One of the most frequently asked questions I’ve heard in a number different sessions during the past Affiliate Summit West 2010 was this one:
What percentage of affiliates in your affiliate program are active on a month-to-month basis?
This is a very good question, because the metric of total number of affiliates in a program is really a very deceptive/useless one, and it is the active ones that really matter [read also this post of mine].

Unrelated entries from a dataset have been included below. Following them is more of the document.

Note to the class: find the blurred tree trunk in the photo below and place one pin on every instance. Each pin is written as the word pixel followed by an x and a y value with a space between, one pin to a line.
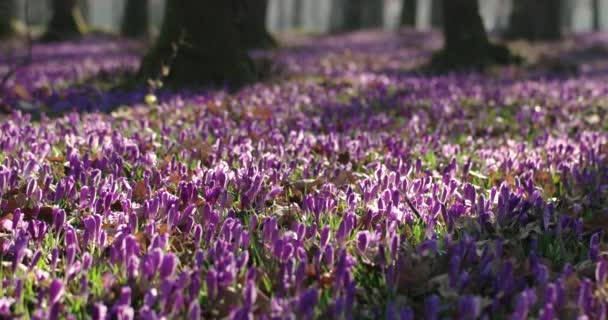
pixel 596 10
pixel 8 9
pixel 199 44
pixel 466 41
pixel 408 13
pixel 298 8
pixel 84 10
pixel 282 21
pixel 437 13
pixel 353 15
pixel 135 19
pixel 372 14
pixel 336 16
pixel 253 25
pixel 66 21
pixel 535 20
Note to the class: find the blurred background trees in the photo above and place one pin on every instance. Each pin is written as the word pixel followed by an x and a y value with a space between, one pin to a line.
pixel 7 17
pixel 207 42
pixel 66 21
pixel 135 21
pixel 321 16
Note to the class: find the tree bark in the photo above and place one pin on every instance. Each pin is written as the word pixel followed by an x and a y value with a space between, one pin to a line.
pixel 199 44
pixel 372 14
pixel 66 22
pixel 535 20
pixel 353 15
pixel 298 8
pixel 466 41
pixel 253 25
pixel 7 14
pixel 409 13
pixel 135 19
pixel 437 13
pixel 595 6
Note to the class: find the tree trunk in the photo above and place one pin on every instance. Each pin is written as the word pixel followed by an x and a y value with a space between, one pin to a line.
pixel 437 13
pixel 595 6
pixel 336 16
pixel 199 44
pixel 298 8
pixel 7 14
pixel 135 19
pixel 84 10
pixel 535 20
pixel 66 21
pixel 353 15
pixel 373 14
pixel 253 26
pixel 408 13
pixel 466 41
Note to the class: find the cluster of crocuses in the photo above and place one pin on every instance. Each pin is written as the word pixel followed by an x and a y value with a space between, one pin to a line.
pixel 350 189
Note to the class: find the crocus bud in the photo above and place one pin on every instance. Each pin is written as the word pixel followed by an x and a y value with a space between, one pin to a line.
pixel 55 291
pixel 58 219
pixel 325 235
pixel 362 240
pixel 168 265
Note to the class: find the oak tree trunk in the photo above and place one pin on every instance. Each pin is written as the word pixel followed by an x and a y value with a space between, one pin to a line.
pixel 437 13
pixel 466 41
pixel 66 22
pixel 353 15
pixel 595 6
pixel 535 20
pixel 135 19
pixel 298 9
pixel 199 44
pixel 7 14
pixel 409 13
pixel 373 14
pixel 253 25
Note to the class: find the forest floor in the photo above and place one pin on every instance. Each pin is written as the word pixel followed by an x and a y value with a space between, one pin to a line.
pixel 347 183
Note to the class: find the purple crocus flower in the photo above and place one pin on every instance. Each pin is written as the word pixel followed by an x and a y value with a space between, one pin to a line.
pixel 168 265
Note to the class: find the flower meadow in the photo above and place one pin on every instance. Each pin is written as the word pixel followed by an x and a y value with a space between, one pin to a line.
pixel 349 186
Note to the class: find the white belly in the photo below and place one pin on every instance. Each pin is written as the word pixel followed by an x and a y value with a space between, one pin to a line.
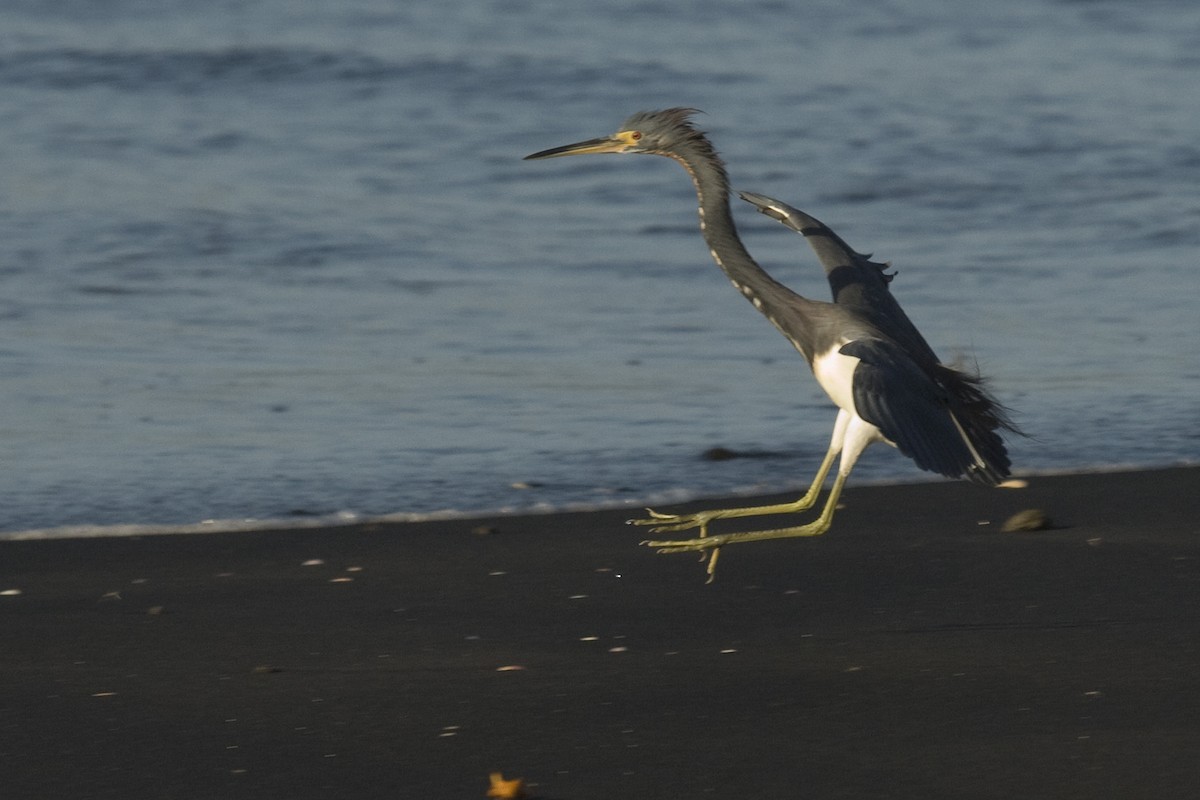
pixel 835 373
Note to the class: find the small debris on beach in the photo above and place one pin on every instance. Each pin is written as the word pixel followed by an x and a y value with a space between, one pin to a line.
pixel 1026 521
pixel 502 789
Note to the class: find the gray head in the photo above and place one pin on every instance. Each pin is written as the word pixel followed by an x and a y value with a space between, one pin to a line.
pixel 669 132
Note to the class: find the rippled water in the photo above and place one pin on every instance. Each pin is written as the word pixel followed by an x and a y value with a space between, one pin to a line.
pixel 285 260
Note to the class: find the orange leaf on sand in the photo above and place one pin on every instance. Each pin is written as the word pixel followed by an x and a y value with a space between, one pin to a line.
pixel 504 789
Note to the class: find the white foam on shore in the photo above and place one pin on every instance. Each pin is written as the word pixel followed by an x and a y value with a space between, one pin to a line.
pixel 348 518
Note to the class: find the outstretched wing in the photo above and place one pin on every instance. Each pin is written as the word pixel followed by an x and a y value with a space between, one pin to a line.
pixel 945 421
pixel 857 282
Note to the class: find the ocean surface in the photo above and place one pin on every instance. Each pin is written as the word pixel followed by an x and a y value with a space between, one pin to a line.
pixel 281 260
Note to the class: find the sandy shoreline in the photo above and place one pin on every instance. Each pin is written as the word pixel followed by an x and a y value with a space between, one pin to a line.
pixel 915 651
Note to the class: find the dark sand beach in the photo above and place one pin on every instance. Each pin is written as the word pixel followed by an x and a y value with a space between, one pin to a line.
pixel 913 651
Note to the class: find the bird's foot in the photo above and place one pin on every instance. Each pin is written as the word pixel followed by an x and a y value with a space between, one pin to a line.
pixel 670 523
pixel 713 545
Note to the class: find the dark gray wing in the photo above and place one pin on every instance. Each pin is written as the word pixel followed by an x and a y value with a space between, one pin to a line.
pixel 945 421
pixel 856 281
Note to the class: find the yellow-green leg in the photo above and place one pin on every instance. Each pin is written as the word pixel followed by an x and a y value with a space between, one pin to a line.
pixel 669 523
pixel 705 542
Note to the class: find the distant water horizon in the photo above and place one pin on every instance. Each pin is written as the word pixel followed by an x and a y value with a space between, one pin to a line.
pixel 285 262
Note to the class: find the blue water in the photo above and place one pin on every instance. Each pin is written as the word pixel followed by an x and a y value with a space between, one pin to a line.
pixel 283 260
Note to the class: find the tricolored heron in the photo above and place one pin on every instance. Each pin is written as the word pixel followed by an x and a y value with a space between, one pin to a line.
pixel 862 348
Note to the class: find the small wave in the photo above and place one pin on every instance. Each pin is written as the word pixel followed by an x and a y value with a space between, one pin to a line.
pixel 193 70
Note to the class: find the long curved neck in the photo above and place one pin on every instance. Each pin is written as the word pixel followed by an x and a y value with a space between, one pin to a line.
pixel 717 227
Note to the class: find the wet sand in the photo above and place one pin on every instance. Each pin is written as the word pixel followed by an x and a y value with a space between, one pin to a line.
pixel 913 651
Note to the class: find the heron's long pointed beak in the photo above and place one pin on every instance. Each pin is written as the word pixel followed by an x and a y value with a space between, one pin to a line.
pixel 606 144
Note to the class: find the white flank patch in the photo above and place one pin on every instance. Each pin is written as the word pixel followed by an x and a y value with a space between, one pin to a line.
pixel 835 373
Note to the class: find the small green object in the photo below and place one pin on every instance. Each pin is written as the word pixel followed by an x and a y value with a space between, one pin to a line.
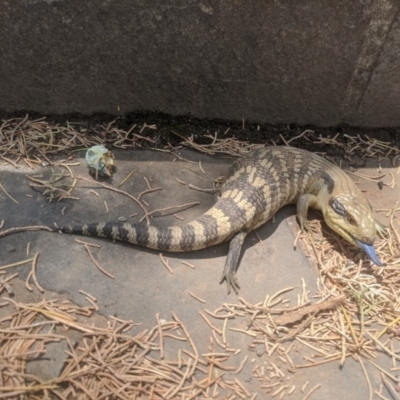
pixel 100 161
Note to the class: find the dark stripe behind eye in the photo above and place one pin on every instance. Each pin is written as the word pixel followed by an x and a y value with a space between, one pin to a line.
pixel 338 207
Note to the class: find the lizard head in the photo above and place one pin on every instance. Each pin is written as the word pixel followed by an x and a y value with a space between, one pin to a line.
pixel 351 216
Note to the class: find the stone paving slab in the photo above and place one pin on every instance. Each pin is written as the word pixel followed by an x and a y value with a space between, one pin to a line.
pixel 142 286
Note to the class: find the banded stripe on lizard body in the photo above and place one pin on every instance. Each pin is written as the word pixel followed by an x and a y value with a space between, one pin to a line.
pixel 256 187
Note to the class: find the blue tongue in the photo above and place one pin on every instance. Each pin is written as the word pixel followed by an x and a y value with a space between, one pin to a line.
pixel 370 251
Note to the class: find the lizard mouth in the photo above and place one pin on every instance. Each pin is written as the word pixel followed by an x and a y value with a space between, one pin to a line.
pixel 369 250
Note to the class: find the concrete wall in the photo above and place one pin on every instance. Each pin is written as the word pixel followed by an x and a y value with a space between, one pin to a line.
pixel 308 62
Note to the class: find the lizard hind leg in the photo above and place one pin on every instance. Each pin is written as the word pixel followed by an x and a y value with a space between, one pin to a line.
pixel 232 261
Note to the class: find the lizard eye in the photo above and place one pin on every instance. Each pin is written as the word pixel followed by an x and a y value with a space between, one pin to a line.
pixel 338 207
pixel 350 219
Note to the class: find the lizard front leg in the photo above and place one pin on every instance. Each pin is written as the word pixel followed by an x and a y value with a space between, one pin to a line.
pixel 232 261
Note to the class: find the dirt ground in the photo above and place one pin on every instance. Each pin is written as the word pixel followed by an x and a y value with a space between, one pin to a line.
pixel 140 288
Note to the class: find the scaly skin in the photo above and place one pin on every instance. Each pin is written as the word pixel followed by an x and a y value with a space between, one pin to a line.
pixel 256 187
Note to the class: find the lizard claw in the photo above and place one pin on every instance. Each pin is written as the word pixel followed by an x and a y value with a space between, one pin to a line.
pixel 231 281
pixel 381 230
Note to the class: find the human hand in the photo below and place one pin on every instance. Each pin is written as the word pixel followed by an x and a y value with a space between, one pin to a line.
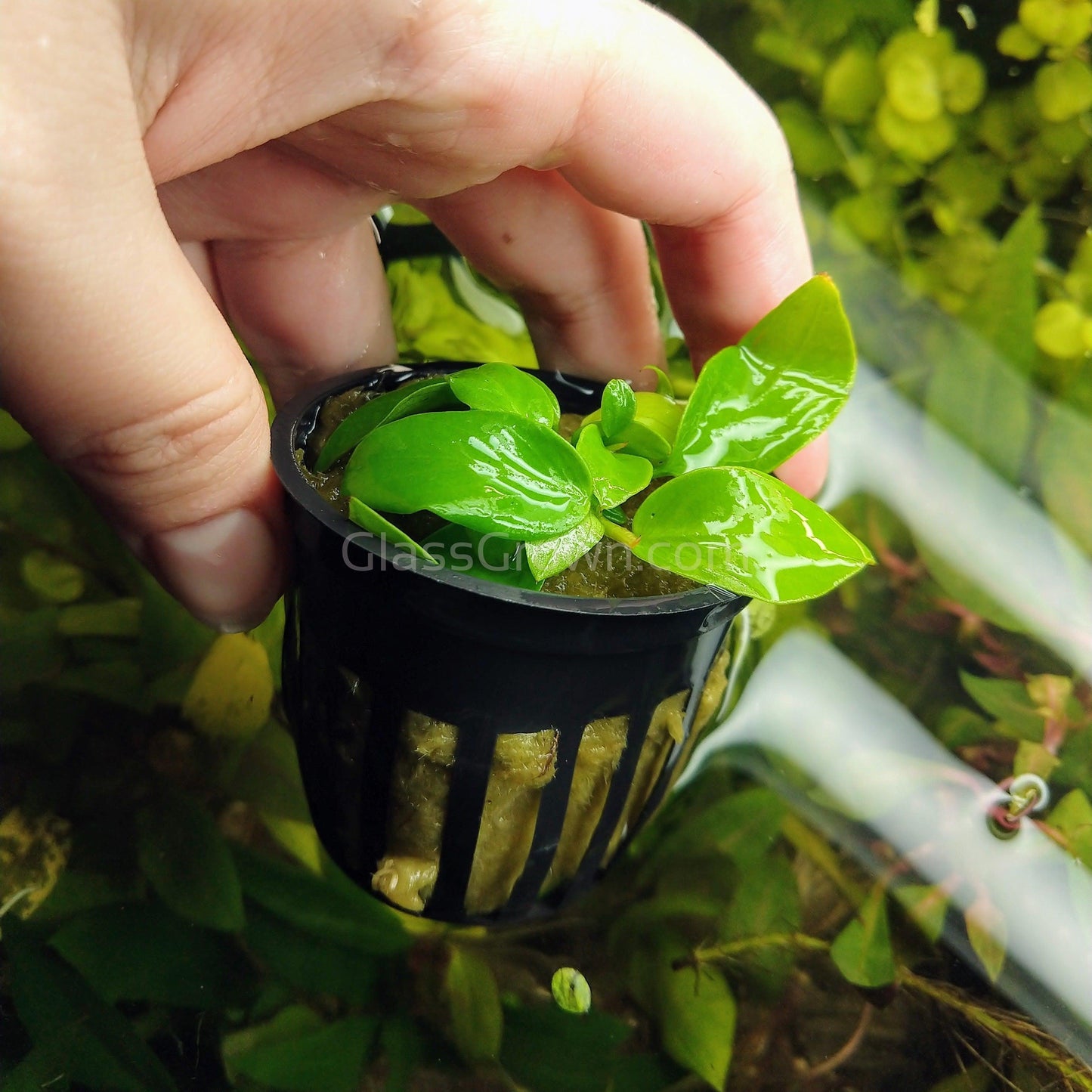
pixel 260 135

Just for a second, let’s leave our main question, and look at the terms “active” versus “stagnant”. While some are classifying affiliates as “stagnant” when they are not producing sales/leads, I strongly disagree with this approach. The responsibility for conversion of affiliate-referred traffic is always a shared one: (i) affiliates should work on making it a targeted traffic, while (ii) merchants should ensure that their own websites actually convert. I have seen affiliate programs with zero conversion rates, and not because the affiliate-referred traffic wasn’t right! In some cases the merchant’s offer wasn’t competitive, while in others they had major shopping cart problems that prevented safe and speedy checkout… When there are no (or low) conversion rate across different affiliates in one program, look for an internal problem.
I like to define “active” affiliates in terms of (a) whether they are displaying your links, and (b) whether those links are generating traffic/clicks.
Back to the original question: how many affiliates are traditionally active in any given affiliate program? I answered it in my A Practical Guide to Affiliate Marketing (page 94) where I wrote:
Sooner or later every affiliate manager has to face it – most affiliates on board the affiliate program are inactive. Some have christened it a 5-80 Rule: 5% of your affiliates do 80% of the work. My own observations support this theorem. As already mentioned above, the number of active affiliates on board the affiliate programs I manage fluctuates from 3.5% to 14%. Why are the rest of them stagnant? Haven’t they initially signed up for a reason? Yes, they have, and this is a great point from which to start. Approach them! For starters, offer them activation bonuses. Have a qualifying deadline for the activation bonuses. Without time-sensitiveness, promotions do not work as well… [also] you may run a promo where the first sale that occurs by a particular date (say, within the 30 days of the announcement) qualifies the formerly stagnant affiliate for [either a commission increase, a bonus, a prize, or some other type of extrinsic reward]…
To improve the number of active affiliates in the program, you want to have a strategy of aggressive ongoing affiliate activation. Do this on three levels: the (i) recruitment phase, (ii) welcome phase, and then on the (iii) routine phase [more here]. All affiliate recruitment may be broken into two steps: (i) soliciting/reaching out, and (ii) activation. It is that second step that is being most frequently overlooked by affiliate program managers. And it is affiliate activation that remains to be one of the most important areas for managers to focus.